Until now, those in the military abroad generally had to go to one location to get tested, he said.

The FDA said that standard laboratory tests for malaria require identifying parasites in a blood sample under a microscope, a process that requires both training and experience at evaluating the samples.

BinaxNow, according to the agency, is “significantly faster and easier to use.”

To conduct the test, a few drops of whole blood are placed on a dipstick. Results are available in 15 minutes. Although any results still need to be confirmed by standard laboratory testing, BinaxNow can also distinguish between the most dangerous malaria parasite from less virulent malaria parasites, according to IMI.

Malaria is a mosquito-borne illness, which produces flu-like symptoms. Worldwide, about 300 to 500 million people contract the disease annually, resulting in more than 1 million deaths, according to IMI.

Many of those victims are children living in sub-Saharan Africa, the company said, where it is estimated that 2,000 die each day.

On the other hand, in the U.S., only about 1,000 to 1,500 cases of malaria are reported annually, primarily affecting persons traveling to endemic regions. If the infection goes undiagnosed, malaria infections create a serious health risk.

According to the FDA, people infected with malarial parasites often “experience a high fever, chills and flu-like illness.” If left untreated, those affected may develop severe complications and die.

“Since malaria is uncommon in the U.S., clinicians and lab personnel may not be accustomed to diagnosing the disease,” said Daniel Schultz, MD, director of FDA’s Center for Devices and Radiological Health. “When used in combination with other laboratory tests, the BinaxNow test provides an additional tool to help them diagnose this disease faster in the U.S.”

The test has been marketed outside the U.S. for six to seven years, Guarino told D&IW, with the FDA noting that the test proved 95% accurate when compared with standard microscopic diagnosis in a multi-center trial outside the U.S. Guarino also said it is the only rapid malaria test in the U.S.

“The BinaxNow Malaria Test has earned a global reputation as a quality diagnostic, and we are pleased to bring this valuable tool to the U.S,” said Ron Zwanziger, CEO of Inverness. “The clearance of this test is another example of the type of innovative products being developed and brought to market through our R&D programs.

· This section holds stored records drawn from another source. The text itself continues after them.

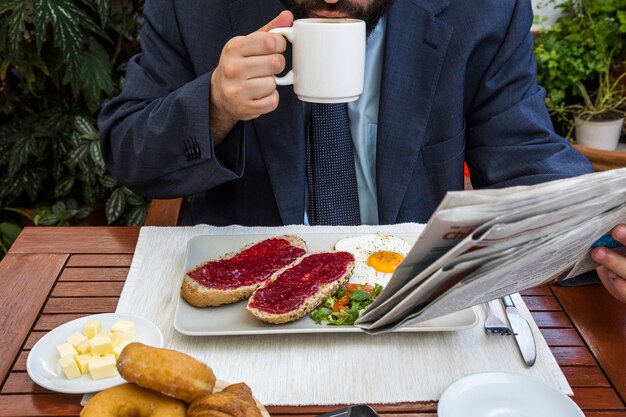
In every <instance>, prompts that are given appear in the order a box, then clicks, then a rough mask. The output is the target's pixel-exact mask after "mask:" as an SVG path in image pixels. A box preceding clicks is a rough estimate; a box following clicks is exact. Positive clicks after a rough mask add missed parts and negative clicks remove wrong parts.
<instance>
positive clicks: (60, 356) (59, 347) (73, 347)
mask: <svg viewBox="0 0 626 417" xmlns="http://www.w3.org/2000/svg"><path fill="white" fill-rule="evenodd" d="M57 351H58V352H59V357H61V358H64V357H66V356H71V357H72V360H74V355H78V352H77V351H76V349H75V348H74V346H72V344H71V343H63V344H61V345H58V346H57Z"/></svg>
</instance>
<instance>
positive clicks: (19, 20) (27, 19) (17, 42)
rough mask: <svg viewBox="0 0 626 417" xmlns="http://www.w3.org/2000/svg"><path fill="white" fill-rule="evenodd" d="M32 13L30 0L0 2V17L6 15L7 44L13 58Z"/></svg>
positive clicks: (6, 0)
mask: <svg viewBox="0 0 626 417" xmlns="http://www.w3.org/2000/svg"><path fill="white" fill-rule="evenodd" d="M31 12H32V4H31V1H30V0H3V1H2V2H0V15H4V14H8V16H7V18H6V20H5V22H6V24H7V31H8V41H9V42H8V44H9V52H10V54H11V56H13V57H15V56H16V54H17V53H18V51H19V48H20V46H21V45H22V41H23V39H24V34H25V33H26V23H27V22H28V21H29V15H30V14H31Z"/></svg>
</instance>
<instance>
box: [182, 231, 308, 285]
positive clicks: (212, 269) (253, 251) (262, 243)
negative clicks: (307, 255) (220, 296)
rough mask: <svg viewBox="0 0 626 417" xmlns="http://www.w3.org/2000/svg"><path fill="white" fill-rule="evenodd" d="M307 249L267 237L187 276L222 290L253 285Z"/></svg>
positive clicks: (188, 273) (301, 255)
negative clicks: (239, 250)
mask: <svg viewBox="0 0 626 417" xmlns="http://www.w3.org/2000/svg"><path fill="white" fill-rule="evenodd" d="M305 253H306V251H305V250H304V249H301V248H299V247H296V246H293V245H292V244H291V243H290V242H289V241H288V240H285V239H267V240H264V241H262V242H259V243H257V244H256V245H253V246H251V247H249V248H248V249H244V250H243V251H241V252H239V253H238V254H236V255H235V256H233V257H232V258H228V259H220V260H217V261H209V262H207V263H205V264H203V265H202V266H200V267H199V268H196V269H194V270H192V271H190V272H189V273H188V274H187V275H189V277H190V278H191V279H193V280H194V281H196V282H198V283H199V284H202V285H204V286H205V287H209V288H215V289H219V290H224V289H229V288H237V287H243V286H247V285H253V284H256V283H258V282H261V281H263V280H265V279H267V278H269V277H270V276H271V275H272V274H273V273H274V272H276V271H278V270H279V269H280V268H282V267H284V266H286V265H289V264H290V263H292V262H293V261H295V260H296V259H298V258H299V257H301V256H302V255H304V254H305Z"/></svg>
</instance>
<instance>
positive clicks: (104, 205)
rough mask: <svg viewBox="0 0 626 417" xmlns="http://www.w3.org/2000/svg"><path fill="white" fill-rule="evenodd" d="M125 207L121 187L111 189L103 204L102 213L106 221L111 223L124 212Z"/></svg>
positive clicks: (125, 201)
mask: <svg viewBox="0 0 626 417" xmlns="http://www.w3.org/2000/svg"><path fill="white" fill-rule="evenodd" d="M125 207H126V198H125V197H124V193H123V192H122V189H121V188H117V189H115V190H113V192H112V193H111V195H110V196H109V198H108V199H107V201H106V203H105V204H104V213H105V215H106V218H107V223H108V224H111V223H113V222H114V221H116V220H117V219H119V217H120V216H121V215H122V213H124V208H125Z"/></svg>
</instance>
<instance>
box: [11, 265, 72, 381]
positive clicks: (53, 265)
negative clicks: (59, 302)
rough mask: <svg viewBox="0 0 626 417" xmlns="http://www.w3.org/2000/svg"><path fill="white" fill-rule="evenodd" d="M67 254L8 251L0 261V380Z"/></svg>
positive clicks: (42, 303)
mask: <svg viewBox="0 0 626 417" xmlns="http://www.w3.org/2000/svg"><path fill="white" fill-rule="evenodd" d="M67 258H68V256H67V255H53V254H13V253H9V254H7V255H6V256H5V257H4V259H3V260H2V262H0V294H2V303H0V329H2V331H0V346H1V347H2V355H0V383H2V381H4V379H5V378H6V376H7V374H8V372H9V371H10V370H11V367H12V365H13V361H14V360H15V358H16V357H17V355H18V354H19V352H20V350H21V348H22V344H23V343H24V340H26V338H27V336H28V333H29V331H30V330H31V329H32V327H33V325H34V324H35V321H36V320H37V316H38V315H39V311H40V310H41V306H42V305H43V304H44V303H45V301H46V299H47V298H48V294H50V290H51V289H52V287H53V285H54V283H55V281H56V279H57V277H58V276H59V274H60V273H61V270H62V268H63V265H64V264H65V262H66V261H67ZM33 266H35V267H34V268H33Z"/></svg>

We see this test being useful in a variety of applications both in the U.S. and abroad.”

Last month, IMI continued its recent buying spree by agreeing to acquire Cholestech (Hayward, California) in a stock-for-stock exchange deal valued at roughly $326.3 million. Cholestech is a provider of diagnostic tools and information for risk assessment and therapeutic monitoring of heart disease and inflammatory disorders.

Zwanziger said at the time, “We expect that the acquisition of Cholestech, especially when coupled with our recent and pending acquisitions, will provide Inverness with the unique ability to assess cardiac risk, diagnose cardiac conditions and potentially monitor the condition and response to therapy of cardiac patients ... .”

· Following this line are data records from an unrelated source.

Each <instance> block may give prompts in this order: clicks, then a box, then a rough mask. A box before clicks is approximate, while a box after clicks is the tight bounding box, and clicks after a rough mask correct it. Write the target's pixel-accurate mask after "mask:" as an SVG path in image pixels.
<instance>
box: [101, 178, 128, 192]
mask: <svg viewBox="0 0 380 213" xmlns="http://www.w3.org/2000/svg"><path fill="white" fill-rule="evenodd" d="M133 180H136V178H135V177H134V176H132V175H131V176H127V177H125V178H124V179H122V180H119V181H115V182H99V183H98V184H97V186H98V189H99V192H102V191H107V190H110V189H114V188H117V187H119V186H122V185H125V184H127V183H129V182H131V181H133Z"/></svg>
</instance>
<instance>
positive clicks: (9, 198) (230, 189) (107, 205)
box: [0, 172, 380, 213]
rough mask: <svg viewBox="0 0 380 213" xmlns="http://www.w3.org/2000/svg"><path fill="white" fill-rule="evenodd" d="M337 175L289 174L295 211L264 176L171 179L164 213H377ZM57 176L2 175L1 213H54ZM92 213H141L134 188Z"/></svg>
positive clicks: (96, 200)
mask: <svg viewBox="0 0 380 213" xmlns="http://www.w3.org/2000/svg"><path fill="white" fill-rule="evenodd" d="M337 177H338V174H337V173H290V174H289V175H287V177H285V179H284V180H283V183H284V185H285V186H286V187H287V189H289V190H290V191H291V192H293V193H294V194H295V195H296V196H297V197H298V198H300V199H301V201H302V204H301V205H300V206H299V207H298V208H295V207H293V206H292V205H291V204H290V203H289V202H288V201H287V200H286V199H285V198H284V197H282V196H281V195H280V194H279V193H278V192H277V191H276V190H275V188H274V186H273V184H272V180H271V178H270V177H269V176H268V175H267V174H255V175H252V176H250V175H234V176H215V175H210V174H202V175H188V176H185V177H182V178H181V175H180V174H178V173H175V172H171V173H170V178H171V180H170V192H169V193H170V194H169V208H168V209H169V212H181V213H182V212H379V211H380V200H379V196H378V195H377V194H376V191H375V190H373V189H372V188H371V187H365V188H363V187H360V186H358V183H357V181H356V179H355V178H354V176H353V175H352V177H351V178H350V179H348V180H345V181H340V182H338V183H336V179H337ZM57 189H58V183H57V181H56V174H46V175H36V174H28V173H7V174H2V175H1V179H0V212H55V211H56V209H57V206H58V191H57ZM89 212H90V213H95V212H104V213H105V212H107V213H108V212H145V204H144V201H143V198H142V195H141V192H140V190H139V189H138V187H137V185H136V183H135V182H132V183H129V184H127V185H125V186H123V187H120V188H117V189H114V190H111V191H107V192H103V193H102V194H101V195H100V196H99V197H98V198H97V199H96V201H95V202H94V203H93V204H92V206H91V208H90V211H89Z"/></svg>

In May, IMI acquired Biosite (San Diego) for $92.50 a share, besting rival suitor Beckman Coulter (Fullerton, California) by agreeing to pay $2.50 more per share.

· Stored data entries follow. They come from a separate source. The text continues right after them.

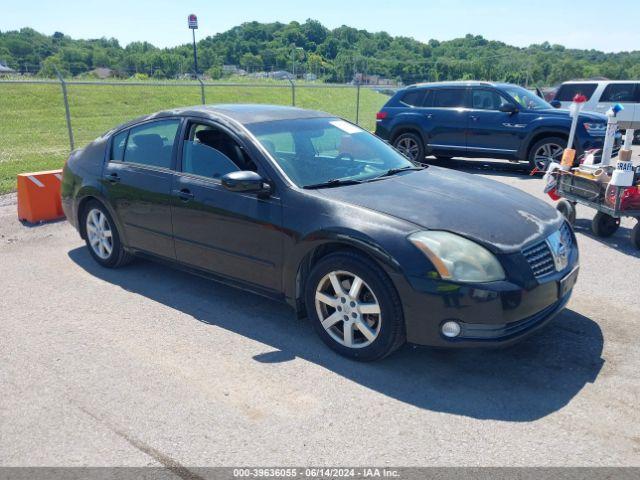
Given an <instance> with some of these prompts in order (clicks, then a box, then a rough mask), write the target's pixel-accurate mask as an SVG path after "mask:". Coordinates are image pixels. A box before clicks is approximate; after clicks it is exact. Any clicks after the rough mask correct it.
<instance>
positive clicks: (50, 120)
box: [0, 82, 388, 194]
mask: <svg viewBox="0 0 640 480" xmlns="http://www.w3.org/2000/svg"><path fill="white" fill-rule="evenodd" d="M265 85H269V84H268V83H265ZM67 90H68V97H69V108H70V111H71V124H72V126H73V133H74V137H75V145H76V148H78V147H82V146H84V145H86V144H87V143H89V142H90V141H91V140H93V139H94V138H96V137H98V136H99V135H101V134H102V133H104V132H105V131H107V130H109V129H110V128H111V127H114V126H116V125H118V124H120V123H122V122H125V121H127V120H130V119H132V118H134V117H136V116H139V115H144V114H147V113H152V112H155V111H158V110H163V109H167V108H172V107H178V106H188V105H197V104H199V103H201V98H200V87H199V85H198V84H197V83H194V84H193V86H186V87H185V86H176V85H166V86H153V85H144V86H137V85H125V86H113V85H68V86H67ZM205 96H206V101H207V103H208V104H214V103H271V104H279V105H291V89H290V88H288V87H284V88H283V87H277V86H276V87H273V86H272V87H267V86H265V87H251V86H246V87H245V86H242V87H228V86H207V87H205ZM387 98H388V97H386V96H384V95H382V94H379V93H377V92H374V91H372V90H369V89H365V88H363V89H361V92H360V125H361V126H362V127H364V128H367V129H369V130H372V129H373V128H374V124H375V113H376V112H377V111H378V110H379V109H380V107H382V105H383V104H384V103H385V101H386V100H387ZM296 106H298V107H302V108H311V109H318V110H323V111H326V112H329V113H332V114H335V115H338V116H341V117H344V118H347V119H348V120H351V121H355V117H356V90H355V88H339V87H326V88H313V87H308V86H307V87H305V86H298V87H297V88H296ZM68 154H69V137H68V134H67V126H66V123H65V111H64V104H63V100H62V91H61V88H60V85H57V84H45V85H42V84H41V85H36V84H27V83H25V84H8V83H4V84H3V83H2V82H0V194H1V193H7V192H11V191H14V190H15V185H16V175H17V174H18V173H22V172H32V171H38V170H49V169H54V168H61V166H62V164H63V163H64V161H65V159H66V158H67V156H68Z"/></svg>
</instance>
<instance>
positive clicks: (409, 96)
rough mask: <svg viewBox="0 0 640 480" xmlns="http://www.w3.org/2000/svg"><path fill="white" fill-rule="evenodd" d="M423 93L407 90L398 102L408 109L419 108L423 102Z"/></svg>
mask: <svg viewBox="0 0 640 480" xmlns="http://www.w3.org/2000/svg"><path fill="white" fill-rule="evenodd" d="M424 93H425V91H424V90H409V91H408V92H407V93H405V94H404V95H403V96H402V99H401V100H400V101H401V102H402V103H404V104H405V105H409V106H410V107H421V106H422V103H423V101H424Z"/></svg>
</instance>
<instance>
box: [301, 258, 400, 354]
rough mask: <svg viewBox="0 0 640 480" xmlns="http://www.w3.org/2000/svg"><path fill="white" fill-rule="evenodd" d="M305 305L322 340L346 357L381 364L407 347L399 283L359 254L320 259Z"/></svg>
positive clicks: (305, 293) (315, 328) (308, 283)
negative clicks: (396, 351) (396, 289)
mask: <svg viewBox="0 0 640 480" xmlns="http://www.w3.org/2000/svg"><path fill="white" fill-rule="evenodd" d="M305 304H306V308H307V312H308V314H309V318H310V319H311V321H312V322H313V325H314V328H315V330H316V332H317V333H318V335H319V336H320V338H321V339H322V340H323V341H324V342H325V343H326V344H327V345H328V346H329V347H330V348H332V349H333V350H335V351H336V352H338V353H339V354H341V355H344V356H346V357H349V358H353V359H357V360H363V361H372V360H378V359H381V358H383V357H386V356H387V355H389V354H390V353H392V352H393V351H394V350H396V349H397V348H398V347H400V346H401V345H402V344H403V343H404V340H405V333H404V317H403V314H402V307H401V304H400V299H399V297H398V294H397V292H396V291H395V288H394V286H393V284H392V283H391V281H390V280H389V279H388V277H387V276H386V275H385V273H384V272H383V271H382V270H381V269H380V268H379V267H378V266H377V265H375V264H374V263H373V262H372V261H370V260H368V259H366V258H365V257H363V256H361V255H359V254H357V253H353V252H340V253H335V254H331V255H328V256H327V257H325V258H323V259H322V260H320V261H319V262H318V264H316V265H315V267H313V269H312V271H311V273H310V275H309V278H308V281H307V283H306V292H305Z"/></svg>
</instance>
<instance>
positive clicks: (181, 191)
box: [173, 188, 193, 202]
mask: <svg viewBox="0 0 640 480" xmlns="http://www.w3.org/2000/svg"><path fill="white" fill-rule="evenodd" d="M173 193H174V194H175V195H176V196H177V197H178V198H179V199H180V200H182V201H183V202H188V201H189V200H191V199H193V193H191V190H189V189H188V188H183V189H182V190H174V191H173Z"/></svg>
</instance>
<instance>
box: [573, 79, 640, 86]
mask: <svg viewBox="0 0 640 480" xmlns="http://www.w3.org/2000/svg"><path fill="white" fill-rule="evenodd" d="M586 83H595V84H597V85H607V84H609V83H640V80H569V81H568V82H562V85H584V84H586Z"/></svg>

Last month, IMI closed on a $1.3 billion credit facility with GE Healthcare Financial Services (Chicago) to fund its acquisition of Biosite.

In March, the company acquired 75% of the capital stock of Instant Technologies (Norfolk, Virginia), which distributes rapid drugs-of-abuse diagnostic products used in the workplace, criminal justice and other markets.

In February, IMI acquired Promesan (Milan, Italy), a distributor of point-of-care diagnostic testing products to the Italian marketplace, for about $4.4 million.